You can download Faucet here or clone it via the link below. In case you download the zip, unzip the file before following the instructions below (ignoring the 'git clone' line)
git clone https://github.com/rozovr/Faucet.git
cd Faucet/src
make depend
make
Example usage:
./faucet -read_load_file interlaced_reads.fq \
-read_scan_file interlaced_reads.fq \
-size_kmer 31 \
-max_read_length 100 \
-estimated_kmers 1000000000 \
-singletons 200000000 \
-file_prefix faucet_outputs \
--fastq \
--paired_ends
The above command takes as input the file interlaced_reads.fq (where entries alternate between mates 1 and 2 of a paired end library), and the input format is fastq. Faucet does not accept separate mate files, but can accept fasta format and files composed of read sequences alone.
A demonstration streaming reads from a remote server is provided in the script src/stream_data_from_urls_list.sh
You can run it with:
./stream_data_from_urls_list.sh out wget_urls 1596741569 12045222
where wget_urls
is a file with URLs downloaded from ENA,
1596741569
is the estimated number of unique kmers (F0) and 12045222
if the estimated number of singleton kmers (f1).
Faucet was implemented in C++ 11, so requires a compiler that is not too ancient to support it, and has been tested only on Linux so far.

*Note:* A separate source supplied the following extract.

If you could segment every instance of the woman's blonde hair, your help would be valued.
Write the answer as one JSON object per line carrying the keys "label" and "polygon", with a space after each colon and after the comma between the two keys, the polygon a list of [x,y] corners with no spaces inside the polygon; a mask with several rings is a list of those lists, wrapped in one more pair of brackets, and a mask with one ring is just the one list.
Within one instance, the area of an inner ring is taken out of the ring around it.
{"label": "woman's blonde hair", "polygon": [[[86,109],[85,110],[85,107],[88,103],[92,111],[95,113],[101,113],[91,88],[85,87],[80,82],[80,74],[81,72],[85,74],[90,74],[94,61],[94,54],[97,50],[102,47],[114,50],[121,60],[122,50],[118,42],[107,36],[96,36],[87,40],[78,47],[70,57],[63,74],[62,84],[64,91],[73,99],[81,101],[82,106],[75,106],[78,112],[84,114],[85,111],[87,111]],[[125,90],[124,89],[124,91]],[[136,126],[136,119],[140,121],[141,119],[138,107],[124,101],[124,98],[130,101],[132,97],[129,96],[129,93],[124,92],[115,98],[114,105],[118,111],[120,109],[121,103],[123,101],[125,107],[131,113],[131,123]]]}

Usage: ./faucet -read_load_file -read_scan_file -size_kmer -max_read_length -estimated_kmers <num_kmers> -singletons <num_kmers> -file_prefix Optional arguments: --fastq -max_spacer_dist -fp rate -j --two_hash -bloom_file -junctions_file --paired_ends --no_cleaning
-read_load_file <filename>, a file name string
-read_scan_file <filename> , a file name string
-size_kmer <k> , and odd integer <= 31
-max_read_length <length>, the longest read length in the data (e.g., if the reads were trimmed to different sizes)
-estimated_kmers <num_kmers>
-singletons <num_kmers>
-file_prefix <prefix>, the desired prefix string or directory path for output files
we recommend applying ntCard to extract the number estimated k-mers (F0) and singletons (f1) in the dataset.
-
Low level code for dealing with binary encoded k-mers and strings, and for Bloom filters is derived from the original minia implementation, http://minia.genouest.org/; these components, mostly unmodified, are distributed under a GPL 3.0 license
-
Original code is distributed under the BSD 3 clause license.